Il s'agirait d'abord, pour l'avenir, de préciser la portée de l'évaluation de l'OPECST, en indiquant qu'elle a pour objet la présentation des enjeux scientifiques sous-jacents au débat public. Par ailleurs, il s'agirait de permettre à la CNDP, à la suite d'une décision explicite du Gouvernement, d'apporter son concours et son soutien méthodologique à la CCNE qui se trouve peu à même d'organiser un débat public relatif à des projets de réforme relatifs à la bioéthique.

La décision de mobiliser le concours de la CNDP implique de lui accorder un financement approprié pour l'organisation d'un débat public d'envergure nationale. La rédaction proposée pour le premier amendement présenterait l'avantage de placer le Gouvernement devant ses responsabilités quant à l'extension qu'il souhaiterait donner au débat public, et quant à l'effort financier qu'il accepterait de consentir pour en étendre la portée.

À titre de comparaison, je voudrais évoquer l'exemple d'une consultation récemment organisée sur un tout autre sujet, en région Lorraine, concernant la construction d'une gare d'interconnexion entre le TGV et le TER. La faiblesse du taux de participation, de l'ordre de 10 %, s'explique non par un désintérêt du public, mais par l'insuffisance des moyens dévolus à la communication. Si l'on souhaite réellement démocratiser le débat sur certains sujets, il faut y mettre les moyens adaptés.

Le second amendement tel qu'il est formulé, quoique d'origine parlementaire, respecterait l'article 40 de la Constitution, puisque, dans le cadre de la procédure ainsi modifiée, le Gouvernement conserverait, in fine, sa pleine liberté pour décider, ou non, de la mobilisation de la Commission nationale du débat public, dans le plein respect à la fois du principe de la séparation des pouvoirs et du monopole du Gouvernement en matière d'initiatives en matière de dépenses publiques.

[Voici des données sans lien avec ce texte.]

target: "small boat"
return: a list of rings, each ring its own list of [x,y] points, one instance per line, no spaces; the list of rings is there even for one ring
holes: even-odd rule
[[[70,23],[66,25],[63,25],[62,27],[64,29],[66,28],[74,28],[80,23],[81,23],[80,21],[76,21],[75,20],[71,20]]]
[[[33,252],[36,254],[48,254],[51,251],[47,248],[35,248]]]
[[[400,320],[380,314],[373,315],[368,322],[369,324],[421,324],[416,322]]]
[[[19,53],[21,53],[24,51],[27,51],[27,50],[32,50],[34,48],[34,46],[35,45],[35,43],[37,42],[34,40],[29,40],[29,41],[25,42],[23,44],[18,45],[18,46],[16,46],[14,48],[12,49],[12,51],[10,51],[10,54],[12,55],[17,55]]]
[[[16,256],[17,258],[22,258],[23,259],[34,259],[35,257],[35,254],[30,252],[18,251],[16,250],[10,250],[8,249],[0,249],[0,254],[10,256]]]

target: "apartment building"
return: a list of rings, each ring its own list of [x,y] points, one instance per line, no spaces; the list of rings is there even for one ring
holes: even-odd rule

Il s'agit donc de deux amendements de forme, qui viennent compléter le débat qui a eu lieu dans le cadre de la loi de 2011, à l'occasion duquel nos collègues avaient obtenu d'inscrire dans la loi l'intervention de l'Office parlementaire.

À mon sens, d'éventuels amendements sur le fond ne relèvent pas de l'Office parlementaire et doivent donc être déposés par chacun, en son âme et conscience.